Car le voilà le véritable handicap de Face The Colossus : en accord avec le groupe, Tue Madsen a conconcté une production absolument éléphantesque. Production dans laquelle la batterie martèle la face, où les samples comme le chant sont mis très en avant… et où la guitare se retrouve souvent réduite à un grondement d'arrière-plan, un concentré d'infrabasses qui prend certes de la place dans l'espace sonore mais où entendre quelles notes sont jouées relève de la gageure. Quand on balance une quantité d'infos digne de Strapping Young Lad il faut une production d'une clarté exemplaire (comprendre : à la Townsend)… et pour le coup c'est un échec. Au casque passe encore, mais dès qu'on joue l'album sur des enceintes dignes de ce nom – en particulier avec un caisson de basse - le tout devient complètement bordélique, voire épuisant. Dès qu'Izakar cesse de ramoner sa corde à vide (l'intro de "The Crash" dans les aigus) ou que les murs de samples disparaissent (les couplets thrash/death mortels de "Sudden Death") le problème est moins gênant, mais en règle générale on passe beaucoup de temps à essayer de discerner quel instrument joue quoi. Il n'y a guère que l'instrumental orientalisant "Transylvania" (rien à voir avec Maiden) qui échappe à la règle.

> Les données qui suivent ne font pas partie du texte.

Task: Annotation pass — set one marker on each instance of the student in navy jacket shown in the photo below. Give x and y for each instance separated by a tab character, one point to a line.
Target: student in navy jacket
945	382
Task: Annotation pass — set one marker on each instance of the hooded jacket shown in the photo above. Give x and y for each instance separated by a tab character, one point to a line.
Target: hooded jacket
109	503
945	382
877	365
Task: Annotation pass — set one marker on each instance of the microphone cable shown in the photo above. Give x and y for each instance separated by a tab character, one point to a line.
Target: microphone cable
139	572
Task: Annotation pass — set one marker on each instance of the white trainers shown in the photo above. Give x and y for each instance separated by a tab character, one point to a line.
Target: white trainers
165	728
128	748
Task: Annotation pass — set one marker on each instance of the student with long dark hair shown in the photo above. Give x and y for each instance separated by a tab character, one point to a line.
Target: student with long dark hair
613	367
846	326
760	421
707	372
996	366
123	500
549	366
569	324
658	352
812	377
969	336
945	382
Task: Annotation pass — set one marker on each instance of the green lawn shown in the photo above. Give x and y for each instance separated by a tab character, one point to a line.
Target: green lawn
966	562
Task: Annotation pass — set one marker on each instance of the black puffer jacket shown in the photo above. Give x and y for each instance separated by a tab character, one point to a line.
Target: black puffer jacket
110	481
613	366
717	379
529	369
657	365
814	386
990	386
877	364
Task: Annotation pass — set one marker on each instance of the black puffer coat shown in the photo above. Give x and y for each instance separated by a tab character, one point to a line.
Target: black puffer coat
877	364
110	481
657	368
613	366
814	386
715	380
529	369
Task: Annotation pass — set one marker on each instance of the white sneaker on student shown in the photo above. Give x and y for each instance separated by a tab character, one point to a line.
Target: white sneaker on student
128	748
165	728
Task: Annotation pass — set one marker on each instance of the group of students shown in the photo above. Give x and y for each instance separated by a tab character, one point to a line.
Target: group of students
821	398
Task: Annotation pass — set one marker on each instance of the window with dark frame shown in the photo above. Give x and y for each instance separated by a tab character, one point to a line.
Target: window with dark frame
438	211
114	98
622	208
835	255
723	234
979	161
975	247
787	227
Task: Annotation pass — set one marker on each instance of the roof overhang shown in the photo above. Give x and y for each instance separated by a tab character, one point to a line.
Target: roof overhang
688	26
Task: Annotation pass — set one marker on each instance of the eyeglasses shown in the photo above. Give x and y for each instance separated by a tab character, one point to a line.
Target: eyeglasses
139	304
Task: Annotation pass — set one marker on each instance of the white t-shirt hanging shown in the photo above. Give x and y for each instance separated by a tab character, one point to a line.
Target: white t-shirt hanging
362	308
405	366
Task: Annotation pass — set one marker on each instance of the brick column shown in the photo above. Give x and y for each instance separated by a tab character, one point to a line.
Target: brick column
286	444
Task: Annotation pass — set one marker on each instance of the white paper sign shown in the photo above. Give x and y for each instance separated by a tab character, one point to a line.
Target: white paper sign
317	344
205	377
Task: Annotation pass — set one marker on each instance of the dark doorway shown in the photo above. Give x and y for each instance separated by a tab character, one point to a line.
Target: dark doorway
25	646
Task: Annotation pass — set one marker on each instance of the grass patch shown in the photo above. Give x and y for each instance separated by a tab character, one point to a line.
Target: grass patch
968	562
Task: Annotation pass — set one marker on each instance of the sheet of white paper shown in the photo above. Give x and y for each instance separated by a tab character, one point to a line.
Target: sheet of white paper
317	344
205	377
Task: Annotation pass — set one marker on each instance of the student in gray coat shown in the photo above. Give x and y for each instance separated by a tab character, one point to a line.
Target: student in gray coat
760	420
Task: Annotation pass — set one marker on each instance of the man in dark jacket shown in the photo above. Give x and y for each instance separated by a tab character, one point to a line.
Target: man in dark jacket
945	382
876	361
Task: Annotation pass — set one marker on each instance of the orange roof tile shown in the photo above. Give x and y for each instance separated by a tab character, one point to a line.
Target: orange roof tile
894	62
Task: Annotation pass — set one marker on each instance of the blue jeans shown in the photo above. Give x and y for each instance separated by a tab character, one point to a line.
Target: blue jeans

Las ! Beaucoup moins linéaire que celui d'avant, cet album de Dagoba avait tout pour être celui « de la maturité » comme on dit mais les choix de production l'en empêchent. Noyé sous un déluge de double-pédale, de nappes et de samples, l'auditeur est bien en peine de se dépêtrer de tout ça… et les qualités indéniables du disque s'en retrouvent du coup passées au second plan. Il faudra attendre un improbable remaster pour pouvoir profiter des chansons de Face The Colossus… à ce niveau-là c'est vraiment du gâchis.